By David Mungoshi Shelling the Nuts
I have veered off the beaten path and chosen a more personal angle on Oliver Mtukudzi. Although I had been listening to Mtukudzi for years, seen him dance on six-inch platform shoes, and had a sizeable collection of his music in my record library at home, it was not until years later that Steve “Dhongi” Makoni introduced us at the Terreskane Hotel in Harare.

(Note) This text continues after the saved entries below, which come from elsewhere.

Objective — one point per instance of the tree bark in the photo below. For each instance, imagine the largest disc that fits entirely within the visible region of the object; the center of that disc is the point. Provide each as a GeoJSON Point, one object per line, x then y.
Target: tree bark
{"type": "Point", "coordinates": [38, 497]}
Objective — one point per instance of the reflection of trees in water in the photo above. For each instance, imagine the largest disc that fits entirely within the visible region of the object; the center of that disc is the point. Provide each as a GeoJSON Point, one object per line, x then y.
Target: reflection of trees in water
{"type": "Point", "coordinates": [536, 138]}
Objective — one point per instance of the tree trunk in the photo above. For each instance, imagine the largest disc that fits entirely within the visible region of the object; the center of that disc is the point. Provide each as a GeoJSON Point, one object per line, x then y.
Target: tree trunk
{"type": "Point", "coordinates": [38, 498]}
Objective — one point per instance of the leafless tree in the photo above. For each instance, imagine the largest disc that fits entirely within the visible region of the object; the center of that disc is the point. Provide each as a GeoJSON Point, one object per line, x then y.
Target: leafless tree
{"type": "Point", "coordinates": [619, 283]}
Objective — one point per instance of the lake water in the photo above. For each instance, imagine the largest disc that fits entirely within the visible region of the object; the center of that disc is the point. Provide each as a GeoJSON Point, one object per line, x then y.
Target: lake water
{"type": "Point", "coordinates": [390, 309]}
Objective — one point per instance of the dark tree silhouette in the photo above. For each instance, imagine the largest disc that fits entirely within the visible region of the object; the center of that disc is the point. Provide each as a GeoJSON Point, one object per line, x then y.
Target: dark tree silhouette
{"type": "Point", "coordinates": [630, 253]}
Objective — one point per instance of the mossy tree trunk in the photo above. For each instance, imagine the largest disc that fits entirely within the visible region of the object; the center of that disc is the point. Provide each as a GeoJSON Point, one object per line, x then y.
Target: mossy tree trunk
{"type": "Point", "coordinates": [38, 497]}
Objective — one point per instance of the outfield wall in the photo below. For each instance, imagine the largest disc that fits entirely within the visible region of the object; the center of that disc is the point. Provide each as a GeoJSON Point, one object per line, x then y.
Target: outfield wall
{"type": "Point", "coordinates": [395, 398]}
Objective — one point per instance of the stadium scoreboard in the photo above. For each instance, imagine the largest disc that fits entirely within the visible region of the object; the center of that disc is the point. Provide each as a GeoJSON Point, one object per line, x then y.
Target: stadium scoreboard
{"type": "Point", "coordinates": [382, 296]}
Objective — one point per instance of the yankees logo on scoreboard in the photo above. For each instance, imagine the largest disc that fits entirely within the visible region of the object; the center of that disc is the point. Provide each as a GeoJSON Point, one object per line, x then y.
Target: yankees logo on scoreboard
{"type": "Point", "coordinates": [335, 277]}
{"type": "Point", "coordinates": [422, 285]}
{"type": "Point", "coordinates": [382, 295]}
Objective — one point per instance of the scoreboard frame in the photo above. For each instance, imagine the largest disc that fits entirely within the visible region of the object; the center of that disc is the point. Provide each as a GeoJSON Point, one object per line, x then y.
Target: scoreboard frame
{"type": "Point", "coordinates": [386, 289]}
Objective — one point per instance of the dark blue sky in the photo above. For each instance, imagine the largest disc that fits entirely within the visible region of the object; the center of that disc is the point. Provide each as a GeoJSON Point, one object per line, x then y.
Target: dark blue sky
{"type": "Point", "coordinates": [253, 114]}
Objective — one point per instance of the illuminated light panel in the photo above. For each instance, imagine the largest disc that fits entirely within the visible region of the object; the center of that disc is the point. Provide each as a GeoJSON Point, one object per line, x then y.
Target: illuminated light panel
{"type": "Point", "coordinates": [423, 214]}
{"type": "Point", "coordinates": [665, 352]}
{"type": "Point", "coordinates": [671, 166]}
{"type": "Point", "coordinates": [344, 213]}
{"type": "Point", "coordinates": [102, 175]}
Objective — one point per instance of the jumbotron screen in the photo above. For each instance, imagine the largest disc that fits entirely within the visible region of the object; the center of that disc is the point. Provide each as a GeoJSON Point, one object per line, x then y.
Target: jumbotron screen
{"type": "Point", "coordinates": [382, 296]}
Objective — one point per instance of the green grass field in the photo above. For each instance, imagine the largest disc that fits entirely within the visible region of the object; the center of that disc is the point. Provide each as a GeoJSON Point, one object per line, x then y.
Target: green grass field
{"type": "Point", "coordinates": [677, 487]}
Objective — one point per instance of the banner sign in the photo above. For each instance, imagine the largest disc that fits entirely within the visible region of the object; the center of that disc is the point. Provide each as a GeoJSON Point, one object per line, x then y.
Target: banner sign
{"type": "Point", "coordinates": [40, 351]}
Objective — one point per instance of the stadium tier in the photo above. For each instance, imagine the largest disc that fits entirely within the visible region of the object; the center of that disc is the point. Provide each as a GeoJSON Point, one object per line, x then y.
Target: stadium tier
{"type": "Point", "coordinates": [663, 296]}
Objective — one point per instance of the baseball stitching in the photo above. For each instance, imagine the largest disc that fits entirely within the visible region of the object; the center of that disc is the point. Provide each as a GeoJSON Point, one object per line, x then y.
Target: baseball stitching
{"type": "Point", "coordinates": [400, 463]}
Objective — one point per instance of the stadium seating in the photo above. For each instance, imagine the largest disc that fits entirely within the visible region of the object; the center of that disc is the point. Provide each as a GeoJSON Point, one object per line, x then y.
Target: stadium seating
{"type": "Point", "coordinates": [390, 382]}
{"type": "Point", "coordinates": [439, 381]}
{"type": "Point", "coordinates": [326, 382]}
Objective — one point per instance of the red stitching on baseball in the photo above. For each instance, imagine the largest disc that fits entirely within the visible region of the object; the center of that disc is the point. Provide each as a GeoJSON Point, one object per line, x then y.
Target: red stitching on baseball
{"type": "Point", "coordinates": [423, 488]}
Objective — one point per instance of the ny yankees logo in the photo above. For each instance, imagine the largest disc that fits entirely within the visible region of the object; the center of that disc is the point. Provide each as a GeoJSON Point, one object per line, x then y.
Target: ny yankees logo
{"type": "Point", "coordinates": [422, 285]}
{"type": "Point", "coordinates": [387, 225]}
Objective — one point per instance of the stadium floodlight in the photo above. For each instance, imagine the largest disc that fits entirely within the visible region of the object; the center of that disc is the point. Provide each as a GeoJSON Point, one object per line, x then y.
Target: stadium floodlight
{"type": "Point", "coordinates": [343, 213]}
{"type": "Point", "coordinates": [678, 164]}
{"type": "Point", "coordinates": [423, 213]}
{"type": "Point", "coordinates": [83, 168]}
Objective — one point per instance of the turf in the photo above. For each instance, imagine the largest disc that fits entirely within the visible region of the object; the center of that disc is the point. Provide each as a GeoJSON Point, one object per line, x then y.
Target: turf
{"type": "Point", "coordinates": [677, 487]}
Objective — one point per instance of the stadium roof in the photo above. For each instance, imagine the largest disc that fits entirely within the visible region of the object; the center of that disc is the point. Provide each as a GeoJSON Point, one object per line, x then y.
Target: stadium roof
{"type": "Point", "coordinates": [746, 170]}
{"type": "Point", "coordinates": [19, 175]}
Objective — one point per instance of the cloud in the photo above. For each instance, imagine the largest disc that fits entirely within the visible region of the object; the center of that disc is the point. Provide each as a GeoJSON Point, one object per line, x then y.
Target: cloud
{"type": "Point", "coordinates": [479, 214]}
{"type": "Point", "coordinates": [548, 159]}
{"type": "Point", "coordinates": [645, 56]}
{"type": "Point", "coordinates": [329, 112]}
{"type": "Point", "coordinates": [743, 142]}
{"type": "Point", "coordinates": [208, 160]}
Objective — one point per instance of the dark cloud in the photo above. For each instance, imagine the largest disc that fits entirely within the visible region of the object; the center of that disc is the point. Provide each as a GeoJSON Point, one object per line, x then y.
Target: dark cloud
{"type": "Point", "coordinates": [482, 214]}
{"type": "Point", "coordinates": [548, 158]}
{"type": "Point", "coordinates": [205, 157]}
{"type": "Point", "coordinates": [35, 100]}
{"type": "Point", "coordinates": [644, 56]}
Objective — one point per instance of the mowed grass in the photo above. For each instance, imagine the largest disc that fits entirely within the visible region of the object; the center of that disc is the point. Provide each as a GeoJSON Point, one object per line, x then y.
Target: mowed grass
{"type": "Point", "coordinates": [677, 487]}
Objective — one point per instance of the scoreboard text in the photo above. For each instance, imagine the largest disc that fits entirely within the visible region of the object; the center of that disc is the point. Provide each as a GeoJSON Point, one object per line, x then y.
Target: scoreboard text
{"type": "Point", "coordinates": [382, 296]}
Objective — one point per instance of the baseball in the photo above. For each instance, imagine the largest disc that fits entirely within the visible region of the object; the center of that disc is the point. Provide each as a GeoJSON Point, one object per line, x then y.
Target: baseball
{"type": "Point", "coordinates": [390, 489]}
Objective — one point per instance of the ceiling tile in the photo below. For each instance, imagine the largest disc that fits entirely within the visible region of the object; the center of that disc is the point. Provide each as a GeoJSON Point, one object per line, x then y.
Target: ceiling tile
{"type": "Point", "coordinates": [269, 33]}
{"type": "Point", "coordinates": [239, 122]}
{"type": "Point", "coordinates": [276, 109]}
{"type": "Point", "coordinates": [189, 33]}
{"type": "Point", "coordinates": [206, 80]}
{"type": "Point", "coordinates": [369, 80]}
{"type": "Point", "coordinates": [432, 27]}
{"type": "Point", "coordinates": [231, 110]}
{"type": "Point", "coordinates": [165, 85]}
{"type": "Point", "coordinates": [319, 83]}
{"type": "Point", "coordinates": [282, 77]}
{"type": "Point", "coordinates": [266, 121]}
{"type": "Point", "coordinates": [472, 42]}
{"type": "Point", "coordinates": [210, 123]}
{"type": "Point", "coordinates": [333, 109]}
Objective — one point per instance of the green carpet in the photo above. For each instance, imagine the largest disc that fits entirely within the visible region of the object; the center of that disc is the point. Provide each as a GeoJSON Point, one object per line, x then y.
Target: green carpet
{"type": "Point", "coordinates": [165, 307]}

In my recollections, there is no “late Oliver Mtukudzi” because true artistes are never “late”. They cast long shadows into distant futures where their works shine like beacons. Bob Dylan was awarded the Nobel Prize for Literature on the strength of his lyrics, Tuku too can be honoured by the nation at this year’s NAMA. His lyrics, a veritable celebration of verbal complexity and attainment, deserve acknowledgement.
Commenting on soul singer, Otis Redding, Bob Altshuler had this to say:
“Blues singers used to be judged by how well they could worry a line. To worry a line is a blues singer’s unconscious habit of holding onto certain words in a song to emphasise their meaning. Otis Redding … probably never heard anything about this — but he sure can worry a line.”

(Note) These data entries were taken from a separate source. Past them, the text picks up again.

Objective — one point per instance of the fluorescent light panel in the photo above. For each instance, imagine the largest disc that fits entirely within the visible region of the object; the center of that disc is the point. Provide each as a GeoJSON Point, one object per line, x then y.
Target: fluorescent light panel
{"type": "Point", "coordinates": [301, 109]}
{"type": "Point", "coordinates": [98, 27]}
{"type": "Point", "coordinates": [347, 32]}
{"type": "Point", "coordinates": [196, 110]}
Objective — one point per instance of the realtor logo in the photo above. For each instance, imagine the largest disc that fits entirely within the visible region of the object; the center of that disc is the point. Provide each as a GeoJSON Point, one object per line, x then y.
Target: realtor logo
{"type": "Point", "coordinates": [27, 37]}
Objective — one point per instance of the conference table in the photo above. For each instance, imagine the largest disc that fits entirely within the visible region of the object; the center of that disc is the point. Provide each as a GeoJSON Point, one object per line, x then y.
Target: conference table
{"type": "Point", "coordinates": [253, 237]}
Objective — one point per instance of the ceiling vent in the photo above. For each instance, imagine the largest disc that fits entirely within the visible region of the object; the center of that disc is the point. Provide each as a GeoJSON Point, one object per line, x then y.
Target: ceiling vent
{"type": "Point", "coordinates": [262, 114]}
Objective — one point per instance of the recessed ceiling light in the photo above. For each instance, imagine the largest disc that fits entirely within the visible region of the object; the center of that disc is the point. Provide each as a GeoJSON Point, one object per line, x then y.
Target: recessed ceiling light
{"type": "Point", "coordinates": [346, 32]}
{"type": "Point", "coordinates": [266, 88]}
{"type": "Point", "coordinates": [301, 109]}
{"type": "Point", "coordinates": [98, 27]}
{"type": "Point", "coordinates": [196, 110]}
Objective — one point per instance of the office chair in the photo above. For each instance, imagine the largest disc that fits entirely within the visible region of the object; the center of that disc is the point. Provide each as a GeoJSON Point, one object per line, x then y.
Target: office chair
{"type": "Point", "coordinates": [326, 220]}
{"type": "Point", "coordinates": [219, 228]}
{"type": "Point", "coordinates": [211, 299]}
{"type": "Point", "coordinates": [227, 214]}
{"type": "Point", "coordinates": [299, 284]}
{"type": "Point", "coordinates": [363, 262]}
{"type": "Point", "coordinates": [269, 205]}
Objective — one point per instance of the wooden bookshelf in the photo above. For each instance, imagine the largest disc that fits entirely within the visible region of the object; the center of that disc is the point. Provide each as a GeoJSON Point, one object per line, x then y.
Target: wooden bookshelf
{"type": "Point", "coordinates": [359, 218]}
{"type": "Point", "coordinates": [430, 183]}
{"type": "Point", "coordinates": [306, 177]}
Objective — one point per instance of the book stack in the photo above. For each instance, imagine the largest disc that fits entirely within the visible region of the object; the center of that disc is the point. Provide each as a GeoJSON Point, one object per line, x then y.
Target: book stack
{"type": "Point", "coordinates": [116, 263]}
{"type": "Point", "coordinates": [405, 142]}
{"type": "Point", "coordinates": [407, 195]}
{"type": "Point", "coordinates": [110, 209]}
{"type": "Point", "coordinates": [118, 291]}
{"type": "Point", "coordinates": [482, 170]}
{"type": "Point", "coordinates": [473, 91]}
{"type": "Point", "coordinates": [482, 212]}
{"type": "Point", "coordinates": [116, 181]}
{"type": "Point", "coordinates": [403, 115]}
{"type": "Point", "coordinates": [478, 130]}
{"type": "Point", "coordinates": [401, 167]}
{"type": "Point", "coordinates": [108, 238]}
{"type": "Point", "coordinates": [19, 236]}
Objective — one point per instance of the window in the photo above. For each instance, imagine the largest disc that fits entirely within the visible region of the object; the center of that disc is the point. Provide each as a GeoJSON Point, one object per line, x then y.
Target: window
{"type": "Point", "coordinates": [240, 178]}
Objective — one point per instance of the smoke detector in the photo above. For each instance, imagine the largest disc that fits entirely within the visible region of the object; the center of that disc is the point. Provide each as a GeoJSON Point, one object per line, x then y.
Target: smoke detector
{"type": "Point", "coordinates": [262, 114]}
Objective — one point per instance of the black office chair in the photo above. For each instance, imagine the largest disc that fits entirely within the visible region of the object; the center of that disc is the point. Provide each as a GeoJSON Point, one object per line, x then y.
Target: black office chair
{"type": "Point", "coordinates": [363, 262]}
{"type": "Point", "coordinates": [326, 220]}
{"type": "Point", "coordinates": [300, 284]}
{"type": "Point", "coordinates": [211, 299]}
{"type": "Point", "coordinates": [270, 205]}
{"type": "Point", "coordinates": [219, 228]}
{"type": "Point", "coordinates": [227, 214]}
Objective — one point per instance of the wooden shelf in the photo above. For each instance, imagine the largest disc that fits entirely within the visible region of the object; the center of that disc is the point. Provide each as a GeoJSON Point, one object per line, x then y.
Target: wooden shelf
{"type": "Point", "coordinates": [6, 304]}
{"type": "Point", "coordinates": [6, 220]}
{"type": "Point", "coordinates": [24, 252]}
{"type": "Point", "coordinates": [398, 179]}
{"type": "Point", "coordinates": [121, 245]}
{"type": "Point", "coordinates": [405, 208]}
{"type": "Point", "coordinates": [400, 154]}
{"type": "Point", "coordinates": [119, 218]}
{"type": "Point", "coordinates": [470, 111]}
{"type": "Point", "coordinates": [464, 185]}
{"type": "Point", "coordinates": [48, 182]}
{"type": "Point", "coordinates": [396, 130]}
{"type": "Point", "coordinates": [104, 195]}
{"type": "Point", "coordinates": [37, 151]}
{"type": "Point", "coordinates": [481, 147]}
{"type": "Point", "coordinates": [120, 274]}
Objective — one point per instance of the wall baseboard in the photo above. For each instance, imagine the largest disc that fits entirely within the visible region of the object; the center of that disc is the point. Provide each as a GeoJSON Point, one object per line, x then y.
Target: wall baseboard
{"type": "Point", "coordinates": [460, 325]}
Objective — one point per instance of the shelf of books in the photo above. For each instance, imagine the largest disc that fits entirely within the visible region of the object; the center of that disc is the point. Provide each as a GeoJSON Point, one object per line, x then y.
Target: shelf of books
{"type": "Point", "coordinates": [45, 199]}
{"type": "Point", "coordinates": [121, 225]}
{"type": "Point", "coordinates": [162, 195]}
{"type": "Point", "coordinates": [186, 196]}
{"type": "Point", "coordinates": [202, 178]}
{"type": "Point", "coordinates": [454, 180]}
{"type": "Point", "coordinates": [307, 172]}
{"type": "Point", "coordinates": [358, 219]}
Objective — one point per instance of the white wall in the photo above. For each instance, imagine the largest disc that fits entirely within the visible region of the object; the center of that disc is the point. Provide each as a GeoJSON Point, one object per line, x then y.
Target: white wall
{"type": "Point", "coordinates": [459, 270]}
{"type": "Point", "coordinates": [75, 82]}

Redding’s ability to worry a line is illustrated in the ageless “Pain in My Heart” and the distinctive “These Arms of Mine”. The same expertise is evident in “You Send Me”, Sam Cooke’s hit song of 1957.
Oliver Mtukudzi, too, sure could worry a line. “Seiko” (Why?) and “Gashirai” (Receive) show him at his “worrying-a-line” best, as does “Nyarara Mwanawe” (Child, be still) produced by West Nkosi. This song was an exhortation to Zimbabweans to have fortitude as independence was surely coming. Although terse and tentative in his lyrics, the intent was clear. Mtukudzi crafted his songs to avoid possible bans, a feat he shared with a number of his contemporaries, Thomas Mapfumo and Zexie Manatsa included.

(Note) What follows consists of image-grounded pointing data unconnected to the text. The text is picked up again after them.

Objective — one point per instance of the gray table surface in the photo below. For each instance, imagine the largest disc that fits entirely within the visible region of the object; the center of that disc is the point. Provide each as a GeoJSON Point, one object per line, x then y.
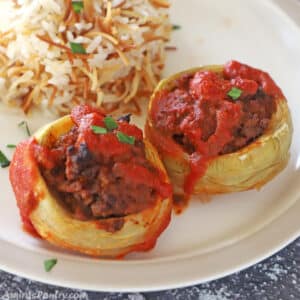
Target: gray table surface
{"type": "Point", "coordinates": [278, 277]}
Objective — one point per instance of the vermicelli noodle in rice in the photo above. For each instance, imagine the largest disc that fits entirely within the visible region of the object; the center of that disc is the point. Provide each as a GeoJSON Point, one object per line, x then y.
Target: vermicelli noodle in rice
{"type": "Point", "coordinates": [121, 57]}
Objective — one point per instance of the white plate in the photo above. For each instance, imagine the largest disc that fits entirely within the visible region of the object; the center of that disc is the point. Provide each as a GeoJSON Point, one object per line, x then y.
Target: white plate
{"type": "Point", "coordinates": [209, 240]}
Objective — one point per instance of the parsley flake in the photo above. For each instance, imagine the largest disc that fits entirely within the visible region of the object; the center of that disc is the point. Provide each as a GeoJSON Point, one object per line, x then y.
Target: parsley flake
{"type": "Point", "coordinates": [77, 48]}
{"type": "Point", "coordinates": [110, 123]}
{"type": "Point", "coordinates": [77, 6]}
{"type": "Point", "coordinates": [126, 139]}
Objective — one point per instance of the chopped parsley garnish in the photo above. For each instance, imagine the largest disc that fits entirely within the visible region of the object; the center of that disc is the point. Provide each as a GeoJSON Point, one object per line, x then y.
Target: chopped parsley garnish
{"type": "Point", "coordinates": [110, 123]}
{"type": "Point", "coordinates": [126, 139]}
{"type": "Point", "coordinates": [77, 48]}
{"type": "Point", "coordinates": [235, 93]}
{"type": "Point", "coordinates": [77, 6]}
{"type": "Point", "coordinates": [99, 129]}
{"type": "Point", "coordinates": [49, 264]}
{"type": "Point", "coordinates": [4, 162]}
{"type": "Point", "coordinates": [25, 125]}
{"type": "Point", "coordinates": [176, 27]}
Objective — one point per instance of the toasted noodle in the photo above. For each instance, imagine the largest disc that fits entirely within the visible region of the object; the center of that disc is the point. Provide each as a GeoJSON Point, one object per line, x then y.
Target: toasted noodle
{"type": "Point", "coordinates": [124, 43]}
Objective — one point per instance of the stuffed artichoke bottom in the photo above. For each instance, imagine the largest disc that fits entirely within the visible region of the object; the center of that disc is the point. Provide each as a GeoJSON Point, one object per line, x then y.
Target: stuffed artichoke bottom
{"type": "Point", "coordinates": [91, 184]}
{"type": "Point", "coordinates": [220, 129]}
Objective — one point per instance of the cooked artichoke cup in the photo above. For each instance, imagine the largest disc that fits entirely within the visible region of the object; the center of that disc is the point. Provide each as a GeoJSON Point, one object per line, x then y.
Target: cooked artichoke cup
{"type": "Point", "coordinates": [56, 224]}
{"type": "Point", "coordinates": [248, 168]}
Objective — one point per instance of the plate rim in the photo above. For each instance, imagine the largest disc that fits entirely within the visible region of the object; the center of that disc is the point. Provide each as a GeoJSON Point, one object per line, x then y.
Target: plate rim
{"type": "Point", "coordinates": [289, 235]}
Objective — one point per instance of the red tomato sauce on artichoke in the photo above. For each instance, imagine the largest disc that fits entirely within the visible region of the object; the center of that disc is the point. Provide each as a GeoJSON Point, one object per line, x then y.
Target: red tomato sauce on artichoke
{"type": "Point", "coordinates": [203, 116]}
{"type": "Point", "coordinates": [98, 175]}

Mtukudzi’s Terreskane days attracted a “Who is Who?” audience. On one occasion, Shimmer Chinodya, myself, Chirikure Chirikure and Chenjerai Hove were imbibing and listening to Mtukudzi’s “Chirimundari” from deck chairs in the Terreskane garden when suddenly, Chenjerai Hove burst out, “Varume, uyu murume unozvigonegwa uyu” (Guys, this guy’s just too good for words). It was the plain truth, like the sun up on high on a mid-afternoon Harare Saturday.
Another time, a reeling reveller made as if to shake Mtukudzi’s hand where he sat entertaining us from the makeshift stage. Unfailingly humorous as always, he sent the man packing with the words, “Kuhofisi kwenyu hatidaro” (We would not presume to be this familiar in your office). Sheepishly, the apparently inebriated man replied, “Ha-a, Tuku unogona iwe” (But why do you have to be that good, Tuku?).
This was reminiscent of an incident in the garden at the Vito Tavern in Mbare when John Chibadura (Mr Chitungwiza) was playing. An enraptured fan stood there just shaking his head and muttering, “Joni unowanza iwe shamwari” (John, old pal, you’re just too much). In some places Chibadura would have been in mortal danger from this adoring fan. Tuku, too, would have been in danger from too entranced an admirer.
One day Tuku and the Black Spirits had a joint all-night show at the Nyamutamba Hotel in Chitungwiza with the Khiama Boys before the split between Nicholas Zakaria and Alick Macheso. Steve Makoni and I went along. It was a splendid show.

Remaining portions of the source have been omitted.